2023
Cairn
Derrick Bell et al., « Acquiescement silencieux : Le prix trop élevé du prestige : Extraits », Raisons politiques, ID : 10670/1.ojv08p
Derrick Albert Bell Jr (1930-2011) est considéré1 comme l’un des – sinon le – fondateurs des Critical Race Theories (CRT) bien qu’il ne se soit jamais présenté comme tel. Si la réception des CRT s’est opérée en France par le biais des études de genre et des sciences sociales, notamment par le travail de Kimberlé W. Crenshaw sur l’intersectionnalité, l’apport de Derrick Bell est relativement resté dans l’ombre.

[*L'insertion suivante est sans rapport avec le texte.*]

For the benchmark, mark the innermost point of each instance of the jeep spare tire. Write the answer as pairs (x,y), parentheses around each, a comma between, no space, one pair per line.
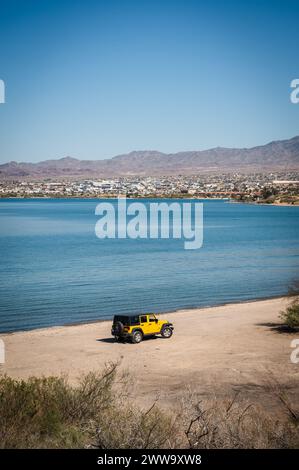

Après avoir milité au NAACP (National Association for the Advancement of Color People), il est le premier Africain-Américain à bénéficier d’une titularisation à la Harvard Law School en 1969. Alors que l’arrêt Brown Board v. Education de 1954 – généralement présenté comme la première décision phare mettant fin à la ségrégation raciale – fut considéré en son temps comme une victoire par une large partie du mouvement sur les droits civiques, Derrick Bell fut l’un des rares juristes à porter un regard sceptique sur la fin du mouvement. Il doute que le système juridique parvienne, à lui seul, à transformer des institutions – dont l’université – profondément façonnées par le racisme et la ségrégation. Au sein de la faculté de droit de Harvard, Derrick Bell se bat pour faire entendre la nécessité d’ouvrir l’accès du corps enseignant aux Noirs et aux minorités (ethniques et de genre) plus largement. C’est ce combat mené pendant une vingtaine d’années sur lequel il revient dans le livre Confronting Authority. Reflections of an Ardent Protester (1994) dont est extrait le texte traduit ici. À travers les colères, les désillusions et un profond pessimisme se révèlent en creux la marginalité et l’isolement politique d’un universitaire noir d’une université d’élite dans l’Amérique post-ségrégationniste. Cette position spécifique s’y présente autant comme une source de résistance à l’injustice raciale que comme la source d’un engagement actif.